Enviada em 27/08/2021

O mundo está em constantes mudanças e essas ocorrem cada vez mais rápidas devido ao momento histórico, a relação do homem com o trabalho também modificou. Certamente, Getúlio Vargas criou as leis trabalhistas de acordo com as necessidades de seu tempo, posteriormente, novas necessidades surgiram e tais leis tiveram de ser modificadas. No entanto, a “uberização” da economia é vista por uns como liberdade conferida ao trabalhador e por outros como precarização do trabalho.

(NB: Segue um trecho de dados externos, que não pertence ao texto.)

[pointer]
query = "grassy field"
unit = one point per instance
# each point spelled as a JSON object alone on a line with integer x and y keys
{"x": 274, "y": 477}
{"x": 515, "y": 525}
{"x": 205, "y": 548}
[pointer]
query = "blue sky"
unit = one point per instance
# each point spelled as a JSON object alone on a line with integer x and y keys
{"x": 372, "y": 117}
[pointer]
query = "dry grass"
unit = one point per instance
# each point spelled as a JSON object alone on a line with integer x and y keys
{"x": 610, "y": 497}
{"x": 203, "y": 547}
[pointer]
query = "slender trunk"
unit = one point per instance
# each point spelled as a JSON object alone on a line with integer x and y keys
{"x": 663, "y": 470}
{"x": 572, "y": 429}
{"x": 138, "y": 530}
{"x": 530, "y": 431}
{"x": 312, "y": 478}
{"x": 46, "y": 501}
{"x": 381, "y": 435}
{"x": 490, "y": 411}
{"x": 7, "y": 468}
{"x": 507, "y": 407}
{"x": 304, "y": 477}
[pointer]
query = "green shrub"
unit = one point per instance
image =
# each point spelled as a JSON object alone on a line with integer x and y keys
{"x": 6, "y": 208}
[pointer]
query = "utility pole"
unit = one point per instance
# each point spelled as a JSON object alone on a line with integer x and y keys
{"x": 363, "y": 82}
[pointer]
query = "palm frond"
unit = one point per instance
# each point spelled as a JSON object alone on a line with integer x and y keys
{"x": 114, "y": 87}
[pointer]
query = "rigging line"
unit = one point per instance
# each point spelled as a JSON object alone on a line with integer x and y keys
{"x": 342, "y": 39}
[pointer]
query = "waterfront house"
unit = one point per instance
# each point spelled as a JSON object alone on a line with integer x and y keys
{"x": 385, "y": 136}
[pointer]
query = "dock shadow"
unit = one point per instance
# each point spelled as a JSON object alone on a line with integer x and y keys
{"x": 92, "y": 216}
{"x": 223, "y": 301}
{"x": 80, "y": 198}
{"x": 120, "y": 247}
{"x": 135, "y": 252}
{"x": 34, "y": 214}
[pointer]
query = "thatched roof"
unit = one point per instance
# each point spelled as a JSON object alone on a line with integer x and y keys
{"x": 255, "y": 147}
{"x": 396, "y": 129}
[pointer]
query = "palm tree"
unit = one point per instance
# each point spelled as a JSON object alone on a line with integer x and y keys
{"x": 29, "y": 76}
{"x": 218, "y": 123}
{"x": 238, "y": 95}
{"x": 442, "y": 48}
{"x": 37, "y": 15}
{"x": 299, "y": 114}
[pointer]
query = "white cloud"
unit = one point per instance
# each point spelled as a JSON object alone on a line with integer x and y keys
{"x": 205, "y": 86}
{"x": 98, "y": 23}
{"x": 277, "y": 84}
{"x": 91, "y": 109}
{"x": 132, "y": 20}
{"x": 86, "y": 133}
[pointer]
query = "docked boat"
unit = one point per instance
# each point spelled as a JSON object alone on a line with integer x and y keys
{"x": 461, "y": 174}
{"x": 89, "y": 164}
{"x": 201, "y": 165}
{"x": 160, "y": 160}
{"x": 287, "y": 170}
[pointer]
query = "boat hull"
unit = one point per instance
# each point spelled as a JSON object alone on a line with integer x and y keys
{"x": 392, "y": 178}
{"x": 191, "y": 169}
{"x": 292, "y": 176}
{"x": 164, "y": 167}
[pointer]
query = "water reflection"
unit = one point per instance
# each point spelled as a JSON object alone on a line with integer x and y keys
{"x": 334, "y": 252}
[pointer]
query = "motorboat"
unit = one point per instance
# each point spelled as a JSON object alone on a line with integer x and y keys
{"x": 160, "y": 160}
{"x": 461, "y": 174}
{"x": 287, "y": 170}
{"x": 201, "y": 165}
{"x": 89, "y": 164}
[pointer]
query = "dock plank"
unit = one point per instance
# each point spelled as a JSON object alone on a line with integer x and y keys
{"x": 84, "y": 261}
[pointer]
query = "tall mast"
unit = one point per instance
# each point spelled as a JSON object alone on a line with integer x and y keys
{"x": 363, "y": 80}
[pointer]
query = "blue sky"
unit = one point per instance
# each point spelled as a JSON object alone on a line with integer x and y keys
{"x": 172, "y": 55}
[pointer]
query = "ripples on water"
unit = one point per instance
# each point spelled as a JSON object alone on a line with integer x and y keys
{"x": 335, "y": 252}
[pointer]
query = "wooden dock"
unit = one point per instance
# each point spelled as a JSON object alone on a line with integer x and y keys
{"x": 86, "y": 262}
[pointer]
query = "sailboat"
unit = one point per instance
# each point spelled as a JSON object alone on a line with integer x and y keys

De acordo com a parcela mais liberal da população, a flexibilização das leis trabalhista é uma oportunidade para geração de empregos, pois não é tão caro contratar e por muitas vezes há aqueles indivíduos que não tem nenhum vínculo trabalhista com alguma empresa e poderão ser seus próprios patrões. Em um país como o Brasil, onde é comum milhões de desempregados, cada vez mais as pessoas se aventuram a trabalhar sem garantias.

Embora a “uberização” do trabalho traga novas possibilidades de crescimento, para a parcela com menos escolarização e habilidades, corre o risco de não se aposentarem e se adoecerem não ter condições de se manterem, logo, para essa fatia da população o trabalho foi precarizado. Esse fenômeno tem consequências distintas para as pessoas, as possibilidades de ganhos são distintas para youtubers, pessoas que vendem cursos online, empreendedores, comparados com motorista de aplicativos e entregadores. Para uns é liberdade, já para outros e precarização.

Portanto, visando uma maior segurança para os trabalhadores o Ministério do Trabalho deve facilitar a aposentadoria e o auxílio-doença de trabalhadores informais. Por meio de boletos pagos mensalmente pelo trabalhador, com cadastro online para que esse trabalhador informal tenha mais segurança e não viva de forma precária.